Heidi Firkus' husband has been charged with second-degree murder in her 2010 death at their home in St. Paul.
Nicholas James Firkus, 38, of Mounds View, is charged with second-degree intentional murder in his wife's April 25, 2010 killing.
Firkus, who was arrested Wednesday, is the first person to be arrested and the first to be charged in Heidi's death. He made his first court appearance on Thursday, during which his bail was set at $1 million with conditions, $3 million without conditions, a news release says.
Firkus' attorney Joe Friedberg told the judge Thursday the case is "circumstantial" and investigators "don't have anything new" against Firkus, the Pioneer Press reports. However, the prosecution said they believe Firkus "planned and murdered his wife" and that he's a public safety threat.
Related [May 19]: Husband arrested in Heidi Firkus' 2010 death in St. Paul
More than 11 years — 4,043 days — after Heidi was killed, charges were brought against Firkus. The criminal complaint against him is highly detailed, explaining Firkus' story that didn't tally with the forensic evidence, and includes details about a foreclosure on their home and a massive amount of debt the couple faced, unbeknownst to Heidi.

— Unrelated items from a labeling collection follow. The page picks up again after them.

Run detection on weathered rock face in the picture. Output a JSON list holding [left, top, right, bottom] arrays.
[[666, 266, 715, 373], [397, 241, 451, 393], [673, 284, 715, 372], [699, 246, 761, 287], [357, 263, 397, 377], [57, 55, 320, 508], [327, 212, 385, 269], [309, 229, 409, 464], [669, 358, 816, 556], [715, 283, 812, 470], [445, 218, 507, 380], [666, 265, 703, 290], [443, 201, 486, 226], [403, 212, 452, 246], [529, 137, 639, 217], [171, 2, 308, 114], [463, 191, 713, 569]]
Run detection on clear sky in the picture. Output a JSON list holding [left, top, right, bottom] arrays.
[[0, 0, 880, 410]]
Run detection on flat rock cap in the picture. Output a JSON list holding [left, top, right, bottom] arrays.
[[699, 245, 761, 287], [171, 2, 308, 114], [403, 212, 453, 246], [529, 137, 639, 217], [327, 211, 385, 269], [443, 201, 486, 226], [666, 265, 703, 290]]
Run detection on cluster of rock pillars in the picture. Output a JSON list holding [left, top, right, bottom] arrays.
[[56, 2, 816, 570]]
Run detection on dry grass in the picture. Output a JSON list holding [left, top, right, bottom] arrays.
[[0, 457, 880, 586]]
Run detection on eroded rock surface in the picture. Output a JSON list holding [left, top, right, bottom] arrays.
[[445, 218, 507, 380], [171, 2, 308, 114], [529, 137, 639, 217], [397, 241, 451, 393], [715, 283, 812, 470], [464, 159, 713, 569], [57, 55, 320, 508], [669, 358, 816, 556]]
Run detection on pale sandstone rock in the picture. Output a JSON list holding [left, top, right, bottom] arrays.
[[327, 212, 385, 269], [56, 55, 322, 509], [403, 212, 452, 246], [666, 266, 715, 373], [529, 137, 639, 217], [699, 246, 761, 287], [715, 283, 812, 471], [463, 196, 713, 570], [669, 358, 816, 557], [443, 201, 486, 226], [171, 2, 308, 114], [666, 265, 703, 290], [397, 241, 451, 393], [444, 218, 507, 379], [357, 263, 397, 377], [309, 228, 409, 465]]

At a news conference Thursday, Ramsey County Attorney John Choi and others involved in the case said the added involvement of the FBI and a fresh set of eyes from the St. Paul Police Department helped them better understand what happened, allowing them to bring charges now. He added that it's an active investigation so he couldn't go into specifics or elaborate more.
Firkus' next court hearing is scheduled for 1:30 p.m. on July 1 and will be held via Zoom due to the COVID-19 pandemic, county documents show.
According to the criminal complaint, Heidi, 25, was fatally shot and killed in her home around 6:30 a.m. on Sunday, April 25, 2010.
Police received two 911 calls from Heidi's cellphone that morning, one at 6:31 a.m. from Heidi, who reported someone broke into their home. Then dispatchers heard a gunshot and Heidi stopped speaking, but there was no significant background noise that would signal there was an intruder, charges state.
The next 911 call came at 6:33 a.m. and was Firkus calling on Heidi's phone, saying someone broke into their home and Heidi had been shot, the complaint says.
When police arrived, Heidi was unresponsive in the kitchen and Firkus was beside her on the floor still talking to the 911 dispatcher. Firkus was "highly emotional" and he had a gunshot wound to his upper left leg, charges state.
Firkus told police at the scene that one or two people broke into his house, so he grabbed his shotgun and he and Heidi were trying to run out the back door to escape. While they were running to the detached garage, he turned and the suspect grabbed the shotgun from him and shot him and Heidi, charges say.
Firkus was taken to the hospital and was released after about three hours. Heidi was pronounced dead at the scene after being shot in the back.
There were no signs of an intruder in the home and nothing was disturbed, the complaint says. Investigators didn't find any unidentified DNA evidence on the gun, the door or in the house.
Firkus was interviewed again by police while at the hospital. He told police he got up to get a glass of water from the bathroom when he heard someone fiddling at the front door, the complaint says. He woke up Heidi and told her to call the police and he grabbed his shotgun from the closet. They called the police from inside the closet and then decided to run to the garage. When they got to the bottom of the stairs, the door opened, the intruder grabbed him, and then Heidi was shot, he claimed.
He was interviewed again at the police station the next day, during which he admitted they were behind on their bills, had a mountain of debt, and their house was foreclosed on and they had to be out of their house the day after the shooting, charges say. He said they hadn't told family or friends about it.
Investigators don't think Heidi knew about their financial troubles nor the foreclosure and she had talked about wanting to sell the house despite the fact they were no longer owners of the home, the complaint says.
Statement from family
Heidi's family released a statement Wednesday, which was read at a news conference about the charges on Thursday:
“We're extremely grateful for all those who have worked so hard and long to get the case to this point. And also for everyone who has prayed and stood beside us all these years.
“We are hopeful that these charges will finally bring out the truth and result in justice for Heidi. Even though we know we can't have her back, we believe Heidi would want us to have the truth.
“God is honored by truth. Heidi's life and memory is further honored by truth.”